US TB drug shortages highlight global gaps

“Our worst enemy is success. We don’t handle success well. We handle crisis well.”

This is how small the world of infectious diseases can be, and how recent the distant past.

The patient who ended up at Baltimore’s Health Department in April 2011 had been treated with apparent success for tuberculosis before, in Kenya, where he was from. But now, he had a strain of the disease that was resistant to all first line drugs. While medical advances had made  tuberculosis curable during the century since Baltimore’s “Lung Block” was cited for a death rate that was “little short of appalling,” the odds against this 34-year-old man last year were steep. That was even before the drugs he needed ran out.

Put in prolonged home isolation necessary to keep him from spreading the drug-resistant disease, he lost his job and his health insurance in short order.The treatment he would need over the next two years is harsh and must be taken with food  as well as with strict adherence, but with about 90 tuberculosis patients that year, the city’s TB program relied on one worker to deliver the directly observed treatment necessary to effectively address the disease.

Then, a month into his treatment, a shortage of one of the drugs he was taking was announced. In July, while he was still infectious, the supply of the medicine ran out. His treatment was switched to painful, large-volume injections into his muscles, and in the city’s resource-poor tuberculosis program, local anesthetic to make the treatment less agonizing was unavailable. Also unavailable — medicine to treat the violent nausea that was the side effect of the medicine, or a means to monitor his hearing, even though deafness also is associated with the treatment that was necessary not  just to save his life, but in the interests of public health.

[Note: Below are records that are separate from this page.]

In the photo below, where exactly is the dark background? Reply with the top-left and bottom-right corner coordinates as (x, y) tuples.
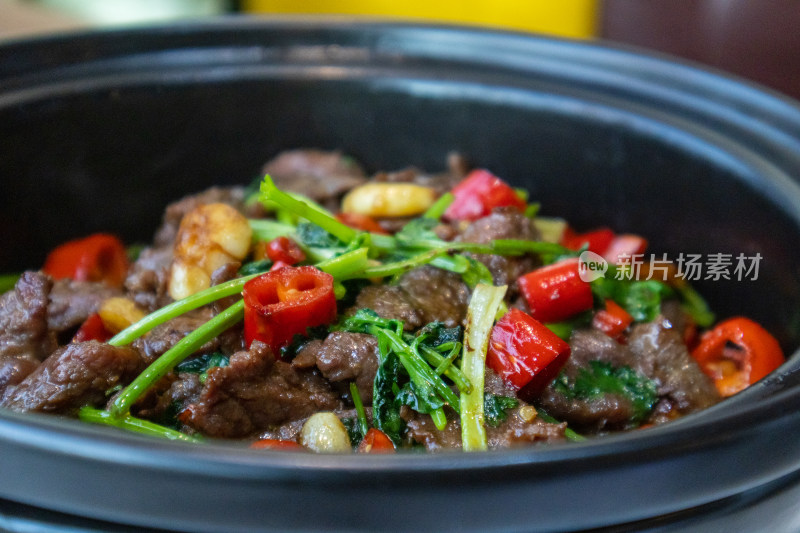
(598, 0), (800, 100)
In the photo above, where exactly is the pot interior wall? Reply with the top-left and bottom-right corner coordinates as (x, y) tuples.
(0, 70), (800, 347)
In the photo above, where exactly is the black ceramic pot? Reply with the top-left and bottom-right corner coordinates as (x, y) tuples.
(0, 19), (800, 531)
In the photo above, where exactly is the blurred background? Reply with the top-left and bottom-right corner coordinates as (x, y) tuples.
(0, 0), (800, 100)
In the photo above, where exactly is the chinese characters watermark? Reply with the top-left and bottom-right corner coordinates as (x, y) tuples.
(579, 251), (762, 282)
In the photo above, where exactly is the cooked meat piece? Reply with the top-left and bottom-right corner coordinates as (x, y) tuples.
(398, 265), (470, 328)
(539, 329), (646, 432)
(0, 355), (39, 398)
(401, 402), (567, 452)
(292, 331), (380, 404)
(348, 265), (470, 331)
(628, 319), (721, 422)
(125, 244), (173, 312)
(455, 207), (540, 290)
(211, 261), (242, 313)
(180, 341), (341, 438)
(47, 279), (122, 333)
(206, 262), (245, 354)
(373, 153), (468, 195)
(133, 308), (220, 364)
(262, 150), (366, 211)
(0, 272), (57, 361)
(0, 341), (144, 413)
(346, 285), (425, 331)
(154, 187), (245, 249)
(133, 372), (203, 425)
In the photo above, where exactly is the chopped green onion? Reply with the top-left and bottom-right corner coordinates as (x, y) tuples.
(350, 381), (369, 438)
(78, 407), (203, 442)
(316, 248), (369, 279)
(108, 273), (260, 346)
(109, 300), (244, 418)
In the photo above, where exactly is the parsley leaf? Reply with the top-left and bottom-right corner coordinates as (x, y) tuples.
(483, 393), (519, 427)
(555, 361), (658, 425)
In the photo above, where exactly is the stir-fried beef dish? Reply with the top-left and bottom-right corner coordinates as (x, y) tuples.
(0, 150), (784, 453)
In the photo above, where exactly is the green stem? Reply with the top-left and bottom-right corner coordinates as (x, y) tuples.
(461, 283), (507, 452)
(431, 408), (447, 431)
(247, 219), (297, 241)
(420, 346), (472, 392)
(350, 381), (369, 437)
(78, 407), (203, 442)
(261, 175), (358, 243)
(342, 249), (446, 280)
(316, 248), (369, 280)
(109, 300), (244, 418)
(108, 274), (261, 346)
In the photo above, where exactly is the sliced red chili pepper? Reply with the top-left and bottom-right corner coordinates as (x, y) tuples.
(358, 428), (395, 453)
(692, 317), (785, 397)
(592, 300), (633, 339)
(269, 261), (292, 272)
(561, 228), (614, 255)
(444, 169), (525, 220)
(518, 257), (594, 322)
(486, 308), (570, 399)
(598, 233), (647, 263)
(250, 439), (305, 451)
(242, 266), (336, 355)
(72, 313), (114, 342)
(42, 233), (128, 287)
(264, 237), (306, 265)
(336, 213), (389, 235)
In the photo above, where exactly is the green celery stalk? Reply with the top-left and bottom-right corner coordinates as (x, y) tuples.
(109, 300), (244, 418)
(260, 175), (358, 243)
(108, 274), (261, 346)
(461, 283), (508, 452)
(78, 407), (203, 442)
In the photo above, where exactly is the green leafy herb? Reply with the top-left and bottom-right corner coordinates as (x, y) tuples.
(78, 407), (202, 442)
(175, 352), (230, 384)
(372, 347), (406, 446)
(395, 381), (444, 415)
(0, 274), (20, 294)
(460, 284), (508, 452)
(341, 417), (364, 448)
(350, 382), (369, 442)
(281, 326), (328, 361)
(555, 361), (658, 424)
(394, 217), (445, 248)
(592, 277), (675, 322)
(296, 222), (345, 248)
(483, 394), (519, 427)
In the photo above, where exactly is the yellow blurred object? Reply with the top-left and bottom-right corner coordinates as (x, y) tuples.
(242, 0), (598, 38)
(342, 183), (436, 217)
(97, 296), (144, 335)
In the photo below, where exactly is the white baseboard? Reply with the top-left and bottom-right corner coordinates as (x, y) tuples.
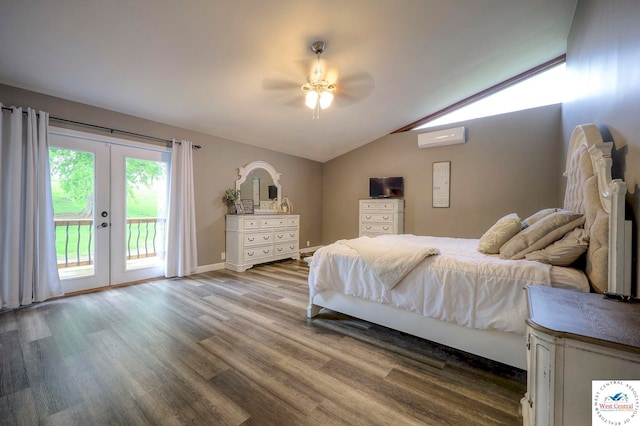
(300, 246), (322, 254)
(196, 246), (322, 274)
(196, 262), (224, 274)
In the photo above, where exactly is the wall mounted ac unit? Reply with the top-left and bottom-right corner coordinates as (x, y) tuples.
(418, 127), (467, 148)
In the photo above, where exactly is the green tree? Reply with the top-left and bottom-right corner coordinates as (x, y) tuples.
(49, 148), (163, 217)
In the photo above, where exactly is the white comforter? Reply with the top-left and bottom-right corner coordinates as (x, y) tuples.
(309, 234), (551, 334)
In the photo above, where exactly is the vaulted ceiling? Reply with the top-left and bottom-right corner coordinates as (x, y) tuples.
(0, 0), (576, 162)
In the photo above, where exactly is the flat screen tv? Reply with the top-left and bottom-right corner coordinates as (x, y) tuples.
(369, 176), (404, 198)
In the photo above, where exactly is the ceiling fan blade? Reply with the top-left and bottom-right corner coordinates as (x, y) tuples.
(262, 78), (304, 90)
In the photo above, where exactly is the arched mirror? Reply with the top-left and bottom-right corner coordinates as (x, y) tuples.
(236, 161), (282, 214)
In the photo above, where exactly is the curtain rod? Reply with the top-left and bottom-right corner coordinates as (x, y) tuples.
(2, 105), (202, 149)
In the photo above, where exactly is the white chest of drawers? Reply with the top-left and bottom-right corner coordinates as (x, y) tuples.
(359, 198), (404, 237)
(521, 286), (640, 426)
(224, 214), (300, 272)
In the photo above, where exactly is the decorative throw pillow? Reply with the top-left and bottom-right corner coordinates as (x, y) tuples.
(500, 210), (584, 259)
(522, 208), (560, 229)
(525, 228), (589, 266)
(478, 213), (522, 254)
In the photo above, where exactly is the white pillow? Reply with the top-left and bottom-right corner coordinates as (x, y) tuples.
(525, 228), (589, 266)
(500, 210), (584, 259)
(478, 213), (522, 254)
(522, 208), (560, 229)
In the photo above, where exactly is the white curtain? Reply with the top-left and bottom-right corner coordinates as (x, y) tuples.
(0, 104), (62, 308)
(164, 140), (198, 277)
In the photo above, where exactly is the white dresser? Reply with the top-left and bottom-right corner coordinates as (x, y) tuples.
(522, 286), (640, 426)
(224, 214), (300, 272)
(359, 198), (404, 237)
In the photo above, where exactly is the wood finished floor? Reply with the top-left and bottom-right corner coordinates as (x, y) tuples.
(0, 261), (525, 425)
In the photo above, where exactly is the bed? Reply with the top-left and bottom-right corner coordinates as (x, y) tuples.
(307, 124), (630, 369)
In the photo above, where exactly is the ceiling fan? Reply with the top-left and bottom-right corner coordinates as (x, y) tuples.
(301, 41), (336, 118)
(262, 40), (373, 118)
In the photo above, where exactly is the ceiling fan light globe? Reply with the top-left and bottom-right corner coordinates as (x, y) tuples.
(304, 90), (318, 109)
(320, 91), (333, 109)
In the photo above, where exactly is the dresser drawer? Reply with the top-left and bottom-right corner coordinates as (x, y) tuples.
(243, 232), (273, 247)
(275, 241), (298, 256)
(260, 217), (287, 228)
(360, 223), (393, 234)
(273, 229), (298, 243)
(360, 200), (396, 211)
(244, 245), (273, 262)
(242, 219), (260, 229)
(360, 213), (393, 223)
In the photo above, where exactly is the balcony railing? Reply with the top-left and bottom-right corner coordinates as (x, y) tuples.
(54, 217), (166, 269)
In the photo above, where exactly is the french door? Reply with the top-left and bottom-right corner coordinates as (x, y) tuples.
(49, 128), (171, 293)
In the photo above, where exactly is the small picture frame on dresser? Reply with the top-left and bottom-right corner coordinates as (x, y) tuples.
(240, 200), (253, 214)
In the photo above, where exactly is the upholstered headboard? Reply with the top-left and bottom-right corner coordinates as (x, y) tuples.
(564, 124), (630, 294)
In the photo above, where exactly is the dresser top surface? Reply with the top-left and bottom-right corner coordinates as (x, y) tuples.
(527, 286), (640, 353)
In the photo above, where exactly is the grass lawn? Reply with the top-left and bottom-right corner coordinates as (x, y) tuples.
(51, 180), (165, 263)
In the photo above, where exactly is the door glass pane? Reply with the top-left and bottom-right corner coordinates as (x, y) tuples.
(125, 158), (168, 270)
(49, 147), (95, 279)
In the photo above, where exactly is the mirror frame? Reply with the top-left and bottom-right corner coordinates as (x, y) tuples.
(236, 160), (282, 207)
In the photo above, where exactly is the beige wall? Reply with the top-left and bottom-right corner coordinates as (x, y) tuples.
(562, 0), (640, 286)
(0, 85), (322, 266)
(322, 105), (562, 243)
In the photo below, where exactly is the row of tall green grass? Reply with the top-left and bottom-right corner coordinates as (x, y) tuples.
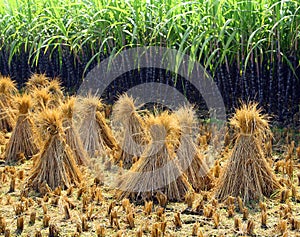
(0, 0), (300, 76)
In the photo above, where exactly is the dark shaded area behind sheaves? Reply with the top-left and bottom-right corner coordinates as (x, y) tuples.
(0, 49), (300, 128)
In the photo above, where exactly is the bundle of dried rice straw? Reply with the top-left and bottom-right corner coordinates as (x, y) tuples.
(0, 76), (18, 132)
(215, 103), (281, 203)
(175, 106), (212, 192)
(25, 73), (49, 93)
(60, 97), (88, 165)
(4, 94), (38, 164)
(117, 112), (192, 201)
(112, 94), (148, 169)
(78, 96), (118, 157)
(25, 110), (82, 192)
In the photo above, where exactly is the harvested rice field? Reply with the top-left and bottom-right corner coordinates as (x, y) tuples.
(0, 75), (300, 236)
(0, 0), (300, 237)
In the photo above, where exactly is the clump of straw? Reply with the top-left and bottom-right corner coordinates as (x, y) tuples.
(112, 94), (147, 169)
(79, 96), (117, 157)
(45, 78), (64, 105)
(215, 103), (281, 203)
(61, 97), (88, 165)
(25, 73), (49, 93)
(31, 88), (54, 112)
(176, 107), (212, 192)
(0, 131), (6, 145)
(0, 76), (18, 132)
(26, 110), (82, 192)
(4, 94), (38, 164)
(118, 112), (192, 201)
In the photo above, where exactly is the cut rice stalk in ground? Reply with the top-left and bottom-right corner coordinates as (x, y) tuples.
(26, 110), (82, 192)
(79, 96), (117, 157)
(117, 113), (192, 201)
(113, 94), (148, 169)
(0, 76), (18, 132)
(176, 107), (212, 192)
(215, 103), (281, 203)
(4, 94), (38, 164)
(61, 97), (88, 165)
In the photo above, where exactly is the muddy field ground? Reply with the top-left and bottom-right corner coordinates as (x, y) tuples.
(0, 131), (300, 237)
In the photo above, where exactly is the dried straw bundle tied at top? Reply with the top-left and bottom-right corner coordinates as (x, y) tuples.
(26, 110), (82, 191)
(0, 76), (18, 132)
(175, 107), (212, 192)
(60, 97), (88, 165)
(112, 94), (148, 169)
(4, 94), (38, 164)
(79, 96), (118, 157)
(25, 73), (49, 93)
(215, 103), (281, 203)
(117, 112), (193, 201)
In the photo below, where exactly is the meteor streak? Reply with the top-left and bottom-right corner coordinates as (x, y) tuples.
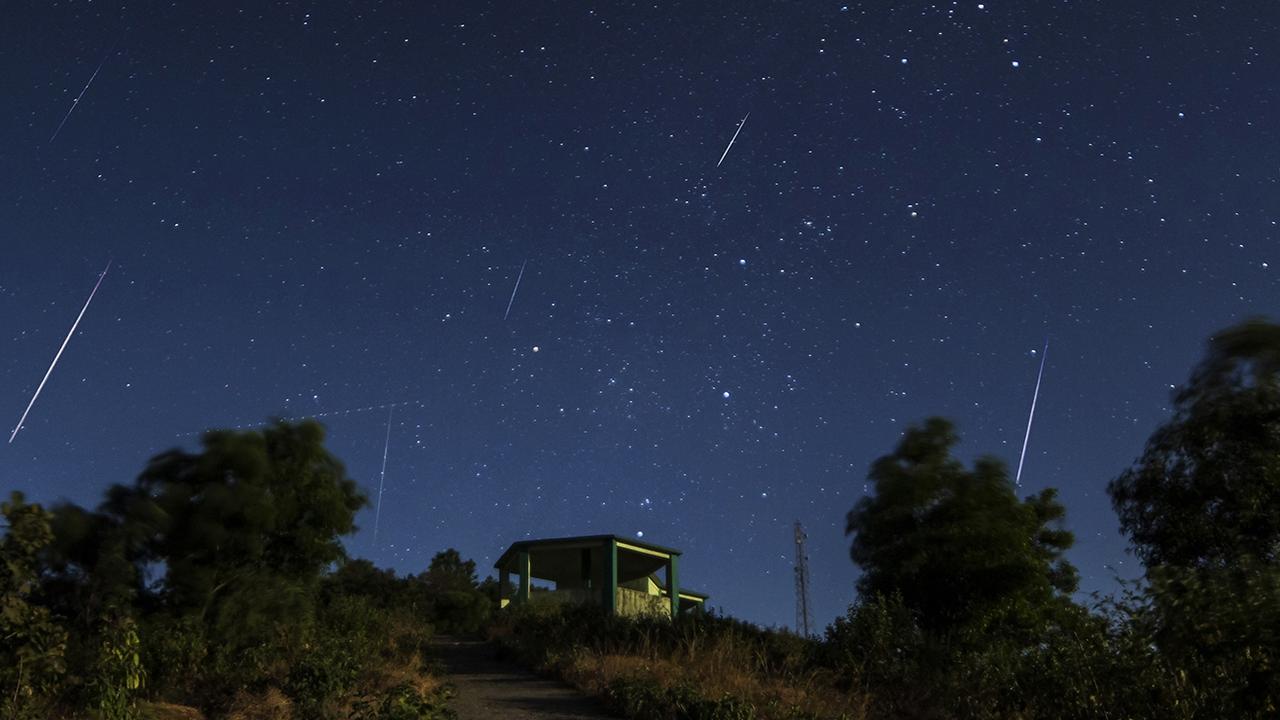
(49, 45), (115, 145)
(1014, 340), (1048, 487)
(374, 405), (396, 546)
(9, 260), (111, 445)
(716, 113), (751, 168)
(502, 259), (529, 320)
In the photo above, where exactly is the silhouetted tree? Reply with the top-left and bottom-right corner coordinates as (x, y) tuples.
(0, 492), (67, 719)
(846, 418), (1076, 632)
(1107, 320), (1280, 717)
(1107, 320), (1280, 568)
(415, 547), (492, 633)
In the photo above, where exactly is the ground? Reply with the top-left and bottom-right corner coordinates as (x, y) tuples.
(434, 638), (613, 720)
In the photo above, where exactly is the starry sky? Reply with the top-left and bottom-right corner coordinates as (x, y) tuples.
(0, 0), (1280, 625)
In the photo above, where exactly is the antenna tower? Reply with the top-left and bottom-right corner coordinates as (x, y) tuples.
(795, 520), (813, 638)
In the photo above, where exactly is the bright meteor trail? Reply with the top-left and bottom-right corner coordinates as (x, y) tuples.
(49, 45), (115, 145)
(9, 261), (111, 443)
(374, 405), (396, 544)
(502, 254), (529, 320)
(1014, 340), (1048, 487)
(716, 113), (751, 168)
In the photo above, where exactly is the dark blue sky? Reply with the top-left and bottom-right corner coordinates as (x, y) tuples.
(0, 1), (1280, 624)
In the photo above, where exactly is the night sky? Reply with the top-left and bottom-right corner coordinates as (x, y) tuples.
(0, 0), (1280, 625)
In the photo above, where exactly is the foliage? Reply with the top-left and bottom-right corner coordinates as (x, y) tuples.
(351, 683), (457, 720)
(846, 418), (1076, 634)
(1107, 320), (1280, 717)
(413, 547), (494, 634)
(1107, 313), (1280, 568)
(93, 604), (146, 720)
(604, 678), (755, 720)
(494, 603), (854, 720)
(0, 492), (67, 719)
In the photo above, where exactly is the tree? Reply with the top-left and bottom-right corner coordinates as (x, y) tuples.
(421, 547), (477, 593)
(846, 418), (1076, 633)
(1107, 320), (1280, 717)
(61, 421), (366, 697)
(415, 547), (493, 633)
(0, 492), (67, 719)
(1107, 320), (1280, 569)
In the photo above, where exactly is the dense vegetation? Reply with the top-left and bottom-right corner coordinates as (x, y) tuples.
(0, 423), (492, 720)
(0, 322), (1280, 720)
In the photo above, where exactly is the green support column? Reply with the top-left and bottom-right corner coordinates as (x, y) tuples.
(600, 538), (618, 615)
(516, 550), (531, 602)
(667, 555), (680, 620)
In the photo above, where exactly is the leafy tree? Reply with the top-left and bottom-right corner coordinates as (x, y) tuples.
(846, 418), (1076, 633)
(1107, 320), (1280, 717)
(46, 421), (366, 701)
(420, 547), (479, 593)
(1107, 315), (1280, 568)
(0, 492), (67, 719)
(415, 547), (493, 633)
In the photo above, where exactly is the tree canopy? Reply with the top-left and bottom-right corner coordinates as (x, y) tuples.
(846, 418), (1076, 630)
(1107, 320), (1280, 568)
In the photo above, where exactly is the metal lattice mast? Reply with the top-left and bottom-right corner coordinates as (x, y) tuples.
(795, 520), (813, 637)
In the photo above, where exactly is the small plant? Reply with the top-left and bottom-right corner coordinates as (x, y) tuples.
(93, 612), (146, 720)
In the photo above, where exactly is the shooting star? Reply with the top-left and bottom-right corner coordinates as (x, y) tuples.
(1014, 340), (1048, 487)
(716, 113), (751, 168)
(374, 405), (396, 546)
(502, 259), (529, 320)
(9, 260), (111, 445)
(47, 41), (119, 145)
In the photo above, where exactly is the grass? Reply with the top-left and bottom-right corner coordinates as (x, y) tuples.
(494, 607), (868, 720)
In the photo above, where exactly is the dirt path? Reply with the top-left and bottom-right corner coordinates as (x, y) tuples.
(433, 638), (613, 720)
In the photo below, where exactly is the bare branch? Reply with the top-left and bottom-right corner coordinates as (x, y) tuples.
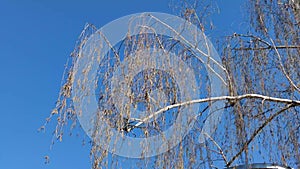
(226, 103), (295, 167)
(270, 38), (300, 92)
(202, 131), (228, 165)
(135, 94), (300, 127)
(233, 46), (300, 50)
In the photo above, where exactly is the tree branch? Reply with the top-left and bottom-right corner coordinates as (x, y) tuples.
(202, 131), (228, 165)
(135, 94), (300, 127)
(233, 46), (300, 50)
(226, 103), (296, 167)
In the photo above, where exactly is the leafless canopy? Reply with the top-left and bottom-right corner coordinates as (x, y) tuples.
(42, 0), (300, 169)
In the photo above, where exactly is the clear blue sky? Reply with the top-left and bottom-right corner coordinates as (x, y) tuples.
(0, 0), (242, 169)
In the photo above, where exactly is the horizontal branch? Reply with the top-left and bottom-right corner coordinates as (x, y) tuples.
(226, 103), (295, 167)
(135, 94), (300, 127)
(233, 46), (300, 50)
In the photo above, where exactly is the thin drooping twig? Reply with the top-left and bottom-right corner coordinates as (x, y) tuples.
(149, 14), (227, 86)
(270, 38), (300, 92)
(135, 94), (300, 127)
(202, 131), (228, 165)
(226, 103), (296, 167)
(233, 45), (300, 50)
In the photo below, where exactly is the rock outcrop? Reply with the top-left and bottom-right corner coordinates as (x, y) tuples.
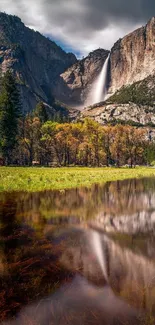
(61, 49), (109, 106)
(109, 18), (155, 93)
(0, 13), (77, 112)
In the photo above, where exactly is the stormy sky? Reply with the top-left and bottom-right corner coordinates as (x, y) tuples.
(0, 0), (155, 56)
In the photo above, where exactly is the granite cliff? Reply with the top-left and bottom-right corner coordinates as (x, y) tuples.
(0, 13), (155, 124)
(109, 18), (155, 93)
(0, 13), (77, 112)
(61, 49), (109, 105)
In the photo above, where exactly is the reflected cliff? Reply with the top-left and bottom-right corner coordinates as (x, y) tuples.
(0, 179), (155, 325)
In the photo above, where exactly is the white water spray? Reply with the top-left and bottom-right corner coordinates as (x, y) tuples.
(91, 231), (108, 282)
(85, 54), (110, 106)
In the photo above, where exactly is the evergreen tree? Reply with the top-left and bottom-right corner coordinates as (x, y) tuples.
(0, 71), (21, 165)
(34, 102), (48, 124)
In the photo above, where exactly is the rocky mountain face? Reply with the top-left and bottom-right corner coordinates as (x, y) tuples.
(0, 13), (77, 111)
(109, 18), (155, 93)
(59, 49), (109, 105)
(0, 13), (155, 121)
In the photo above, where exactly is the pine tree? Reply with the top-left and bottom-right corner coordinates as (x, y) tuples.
(0, 71), (21, 165)
(34, 102), (48, 124)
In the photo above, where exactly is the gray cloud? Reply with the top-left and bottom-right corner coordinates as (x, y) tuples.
(0, 0), (155, 54)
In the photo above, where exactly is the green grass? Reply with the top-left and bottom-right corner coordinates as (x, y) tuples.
(0, 167), (155, 192)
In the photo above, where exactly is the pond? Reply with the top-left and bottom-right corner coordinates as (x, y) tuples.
(0, 178), (155, 325)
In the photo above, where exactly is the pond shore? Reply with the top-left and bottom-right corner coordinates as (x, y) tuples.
(0, 167), (155, 192)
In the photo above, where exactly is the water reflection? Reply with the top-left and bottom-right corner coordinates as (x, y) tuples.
(0, 179), (155, 325)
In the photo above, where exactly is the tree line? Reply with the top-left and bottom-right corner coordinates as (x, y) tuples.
(0, 71), (155, 167)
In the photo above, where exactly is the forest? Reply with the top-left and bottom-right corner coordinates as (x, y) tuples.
(0, 71), (155, 167)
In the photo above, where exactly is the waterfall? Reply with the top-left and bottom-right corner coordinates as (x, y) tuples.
(91, 231), (108, 282)
(85, 53), (110, 106)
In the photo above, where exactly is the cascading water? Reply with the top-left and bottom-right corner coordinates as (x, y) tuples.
(85, 54), (110, 106)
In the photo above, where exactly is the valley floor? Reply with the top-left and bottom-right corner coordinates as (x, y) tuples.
(0, 167), (155, 192)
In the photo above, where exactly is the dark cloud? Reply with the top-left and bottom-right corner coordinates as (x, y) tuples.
(0, 0), (155, 53)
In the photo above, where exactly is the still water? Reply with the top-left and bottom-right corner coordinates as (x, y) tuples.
(0, 179), (155, 325)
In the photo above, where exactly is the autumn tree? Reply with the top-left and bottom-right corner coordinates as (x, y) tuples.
(0, 71), (21, 165)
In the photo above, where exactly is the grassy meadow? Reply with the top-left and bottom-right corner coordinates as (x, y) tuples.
(0, 167), (155, 192)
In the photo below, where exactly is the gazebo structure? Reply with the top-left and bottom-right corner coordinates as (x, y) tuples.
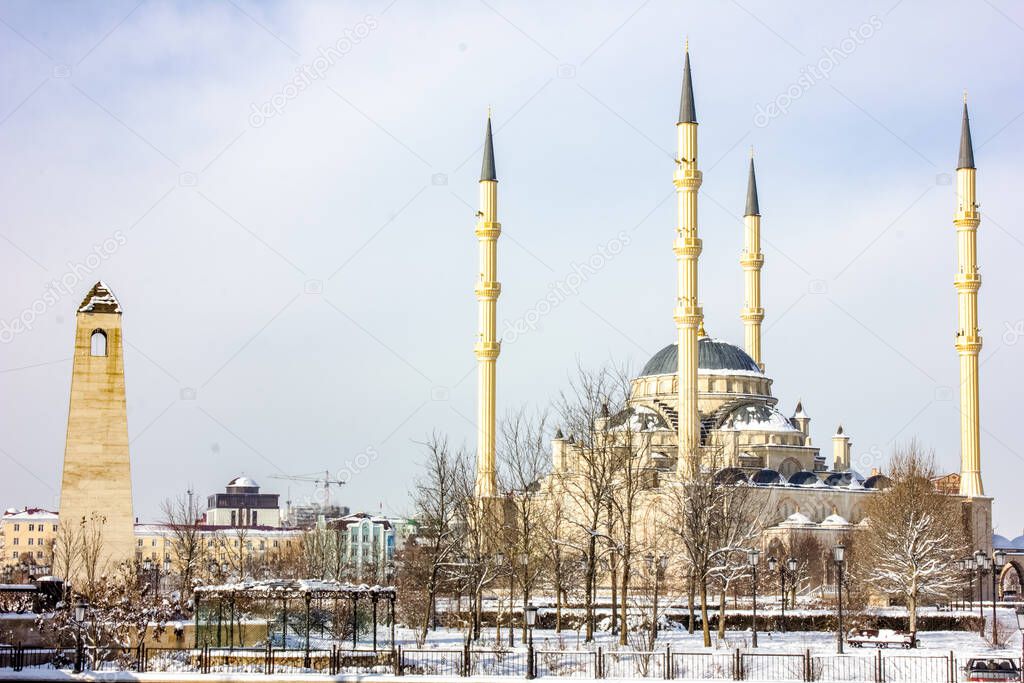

“We really were torturing this patient,” Dr. Maunank Shah said Friday. Shah is the Medical Director of the Baltimore City Health Department TB Program,  and was talking Friday to a meeting to discuss the problem of U.S. and Global tuberculosis drug shortages. The meeting was sponsored by Treatment Action Group, American Thoracic Society, RESULTS, PATH, and the Center for Global Health Policy, which produces this blog. Shah who also is Assistant Professor in the Division of Infectious Diseases at Johns Hopkins University, additionally is involved in research evaluating strategies for tuberculosis in resource poor settings in South Africa, Nigeria, Uganda and Baltimore. His conclusion:  “The system is broken.”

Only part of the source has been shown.